Fendi energetico, Prada ribelle
Anche N°21 torna al bomber e al parka, Msgm con il foulard in testa
Oggi che tutto, persino il quotidiano e il banale, sono diventati oggetto di condivisione planetaria a solo scopo di lucro - anche l’autopromozione attraverso i social è una forma di commercio - si avverte un bisogno diffuso di onestà e umanità. I machiavellici che muovono le fila di ogni cosa hanno già trovato la soluzione al problema: re
ality storytelling. Ovvero, si sceglie un registro espressivo più intimo, un tono più amichevole, per fare in fondo sempre la stessa cosa: mettere in scena. All’impasse non si sfugge, ma almeno l’estetica progredisce. Nella moda va così. Il realismo morbido - opposto al cinismo aggressivo propinato dai brutalisti post-sovietici - è il messaggio vero di questa tornata di sfilate. «Ho lavorato su pezzi che abbiano senso e autenticità, in una collezione che definirei semplice, umana, persino modesta» racconta Miuccia Prada, moderatamente provocatoria se non altro sulla modestia, introducendo il guardaroba del contestatore versione 2017, composto come nel ’68 di pantaloni e giacchette di velluto a coste, trench da infiltrato e desert boot da corteo, accessoriato di collanine di conchiglie, rametti in forma di ciondolo e poi piccole borse come manuali situazionisti. «Crudezza, durezza e ribellione» sono i vocaboli con i quali Prada sintetizza il messaggio, decisamente autobiografico se si considerano i trascorsi insieme borghesi e contestatori della signora. L’immagine del giovinetto che ha letto Marx, ma abita alle Cinque Vie indubbiamente affascina, ma manca forse lo scarto con cui Prada in genere schiva l’ovvio e il letterale. Anche da N°21 è tempo di ribellione: qui si scende davvero per strada con il parka o il bomber addosso, la felpa ricamata, i pantaloni dalla piega affilata e gli scarponi combattivi. Contemporaneo e concentrato, Alessandro Dell’Acqua realizza un collage di bombarolo e di ska, di modaiolo e di ruvido che convince.

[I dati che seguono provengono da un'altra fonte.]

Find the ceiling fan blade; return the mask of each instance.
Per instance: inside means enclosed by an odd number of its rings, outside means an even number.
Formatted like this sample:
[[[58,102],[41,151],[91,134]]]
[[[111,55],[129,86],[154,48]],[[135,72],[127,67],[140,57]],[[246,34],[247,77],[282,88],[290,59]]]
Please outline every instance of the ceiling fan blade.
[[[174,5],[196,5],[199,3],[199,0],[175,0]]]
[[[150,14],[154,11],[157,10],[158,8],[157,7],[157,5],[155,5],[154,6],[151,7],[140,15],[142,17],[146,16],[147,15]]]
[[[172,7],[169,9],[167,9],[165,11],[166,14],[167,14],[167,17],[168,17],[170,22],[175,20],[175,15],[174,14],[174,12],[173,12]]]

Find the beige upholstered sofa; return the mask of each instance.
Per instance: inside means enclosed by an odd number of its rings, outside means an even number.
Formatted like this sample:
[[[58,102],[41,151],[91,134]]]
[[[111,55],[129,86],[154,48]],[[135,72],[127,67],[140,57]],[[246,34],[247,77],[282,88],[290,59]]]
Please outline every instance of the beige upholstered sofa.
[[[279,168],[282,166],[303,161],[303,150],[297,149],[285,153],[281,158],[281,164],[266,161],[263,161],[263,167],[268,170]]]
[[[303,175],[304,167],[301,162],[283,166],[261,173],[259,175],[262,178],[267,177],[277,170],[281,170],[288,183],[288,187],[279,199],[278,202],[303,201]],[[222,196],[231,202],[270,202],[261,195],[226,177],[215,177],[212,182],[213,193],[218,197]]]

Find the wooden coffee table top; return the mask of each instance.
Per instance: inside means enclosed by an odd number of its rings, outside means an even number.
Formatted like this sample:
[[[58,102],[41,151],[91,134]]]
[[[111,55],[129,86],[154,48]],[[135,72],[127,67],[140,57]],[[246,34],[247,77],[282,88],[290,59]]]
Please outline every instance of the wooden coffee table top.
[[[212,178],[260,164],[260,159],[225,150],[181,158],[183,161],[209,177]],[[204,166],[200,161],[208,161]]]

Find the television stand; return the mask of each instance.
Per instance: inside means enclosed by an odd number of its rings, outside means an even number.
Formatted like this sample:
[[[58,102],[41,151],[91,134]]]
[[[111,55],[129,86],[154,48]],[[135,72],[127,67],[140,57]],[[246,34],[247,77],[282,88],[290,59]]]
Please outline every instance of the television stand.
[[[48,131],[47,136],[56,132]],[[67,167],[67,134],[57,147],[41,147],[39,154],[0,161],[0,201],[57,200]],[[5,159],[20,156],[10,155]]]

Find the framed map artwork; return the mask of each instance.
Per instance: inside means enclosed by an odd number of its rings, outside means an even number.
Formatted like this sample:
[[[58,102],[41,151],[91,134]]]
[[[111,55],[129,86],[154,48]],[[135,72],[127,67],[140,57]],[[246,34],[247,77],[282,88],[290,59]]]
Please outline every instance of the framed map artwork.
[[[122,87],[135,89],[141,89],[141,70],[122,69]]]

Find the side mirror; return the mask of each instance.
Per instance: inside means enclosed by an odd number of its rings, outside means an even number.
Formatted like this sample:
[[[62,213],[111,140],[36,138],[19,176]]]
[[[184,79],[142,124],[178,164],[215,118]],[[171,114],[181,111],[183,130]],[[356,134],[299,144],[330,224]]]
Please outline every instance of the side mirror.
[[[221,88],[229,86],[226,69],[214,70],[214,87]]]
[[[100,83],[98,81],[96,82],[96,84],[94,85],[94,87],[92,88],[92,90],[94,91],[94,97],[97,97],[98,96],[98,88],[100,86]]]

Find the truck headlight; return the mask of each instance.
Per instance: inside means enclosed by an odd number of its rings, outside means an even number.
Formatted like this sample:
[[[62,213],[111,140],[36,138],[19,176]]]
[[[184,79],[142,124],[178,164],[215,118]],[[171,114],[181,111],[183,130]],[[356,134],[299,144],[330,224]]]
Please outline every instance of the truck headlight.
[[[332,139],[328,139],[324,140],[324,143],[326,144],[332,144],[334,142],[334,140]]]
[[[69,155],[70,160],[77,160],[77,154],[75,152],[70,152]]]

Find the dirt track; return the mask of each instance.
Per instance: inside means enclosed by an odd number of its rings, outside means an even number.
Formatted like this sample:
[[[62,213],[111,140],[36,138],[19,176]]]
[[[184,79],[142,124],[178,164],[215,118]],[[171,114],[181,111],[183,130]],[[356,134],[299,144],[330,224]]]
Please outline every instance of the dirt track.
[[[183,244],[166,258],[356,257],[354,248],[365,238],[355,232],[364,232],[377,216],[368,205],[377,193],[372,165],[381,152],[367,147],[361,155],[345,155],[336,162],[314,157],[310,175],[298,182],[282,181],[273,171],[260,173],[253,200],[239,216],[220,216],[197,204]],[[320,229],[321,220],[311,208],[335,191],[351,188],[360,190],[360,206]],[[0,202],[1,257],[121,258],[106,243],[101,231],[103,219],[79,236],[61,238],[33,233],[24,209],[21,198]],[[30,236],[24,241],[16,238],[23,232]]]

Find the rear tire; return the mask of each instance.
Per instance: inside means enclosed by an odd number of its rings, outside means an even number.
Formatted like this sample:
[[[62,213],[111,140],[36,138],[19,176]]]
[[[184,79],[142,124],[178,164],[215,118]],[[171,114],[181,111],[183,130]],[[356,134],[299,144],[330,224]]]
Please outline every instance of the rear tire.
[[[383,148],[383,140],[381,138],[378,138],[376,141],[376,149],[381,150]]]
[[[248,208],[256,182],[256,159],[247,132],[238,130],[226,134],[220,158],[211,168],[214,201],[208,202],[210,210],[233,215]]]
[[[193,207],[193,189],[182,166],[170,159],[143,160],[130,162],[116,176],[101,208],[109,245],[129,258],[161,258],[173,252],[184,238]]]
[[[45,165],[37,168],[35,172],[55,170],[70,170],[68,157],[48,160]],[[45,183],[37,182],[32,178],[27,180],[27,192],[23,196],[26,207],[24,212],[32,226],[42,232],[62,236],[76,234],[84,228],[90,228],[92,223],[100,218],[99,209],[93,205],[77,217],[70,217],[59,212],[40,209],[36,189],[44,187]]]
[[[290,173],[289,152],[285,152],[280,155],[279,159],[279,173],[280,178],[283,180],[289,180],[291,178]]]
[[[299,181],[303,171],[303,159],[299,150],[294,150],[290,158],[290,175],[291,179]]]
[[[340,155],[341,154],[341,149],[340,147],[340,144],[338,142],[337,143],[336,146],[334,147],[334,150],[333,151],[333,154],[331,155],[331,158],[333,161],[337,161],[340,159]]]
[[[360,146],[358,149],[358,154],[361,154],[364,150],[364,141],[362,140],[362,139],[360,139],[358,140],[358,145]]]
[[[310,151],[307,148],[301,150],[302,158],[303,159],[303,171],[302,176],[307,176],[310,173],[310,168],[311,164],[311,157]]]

Il realismo di Fendi ha un tono ottimista ed energetico, quasi pop. È condensato in slogan affermativi come insegne pubblicitarie che si accendono su abiti e accessori pragmatici, realizzati con la perizia unica e il gusto irridente dello spiazzamento che sono tratto saliente del dna Fendi. Ecco allora il k-way di visone e le ciabatte di montone, il proliferare di bande sportive e i pantaloni tipo tuta. Nel vorticare di parole, torna in auge il logo: elemento che rassicura perché carico di storia, non vana esibizione.
La stagione milanese, in linea generale, appare alquanto sobria. Sottotono non solo per la magrezza del calendario, ma per presa di posizione estetica. L’esordio di Guillaume Meilland alla direzione creativa della collezione uomo di Salvatore Ferragamo, ad esempio, è all’insegna dell’understatement: linee morbide, colori spenti, allure pensosa. La calma è finanche eccessiva, però. La passerella in fondo richiede altro: se non stravaganze, almeno idee che costringano a fermare il pensiero. L’esordio di Lee Wood da Dirk Bikkembergs è un reset: abbandonati mutande e superomismi, si torna ai codici marziali e sensuali dei primordi, quando Bikkembergs era leader tra gli Antwerp Six. La collezione è un ottimo inizio: decisa, tesa e muscolare, a tratti monocorde ma frutto di una visione che porterà di certo ad interessanti sviluppi. Da Federico Curradi il rigore dei colori notturni si stempera nella poesia delle linee liquefatte, confermando un talento sicuro e singolare. Damir Doma, il brutalista lirico che a Milano ci sta per scelta, lavora sulle texture, e su silhouette allungate come nastri al vento, con la mano sicura dell’autore vero.
La montagna, sublime e impervia, è lo scenario delle fantasie di Kean Etro, che si produce in un mix stimolante di performance fisica e opulenza decadente, come di Thom Browne, che da Moncler Gamme Bleu porta in spedizione alpinistica la ciurma di cloni vestiti in abitini risicati. Questa volta però non è solo show, perché i pezzi sono vivi e possibili. Diverte il preppy fuori registro di MSGM - sberleffo azzeccato, il foulard di Elisabetta II sulla testa di giovani working class - passo notevole verso la maturità stilistica, mentre intossica e ipnotizza il glamour grunge di Dsquared2, ripetitivo ma efficae. Sono però due giovinetti nemmeno trentenni, Loris Messina e Simone Rizzo, in arte Sunnei, a rubar la scena con una idea di normalità così poetica, ironica e leggera da rasserenare anche gli animi più agitati.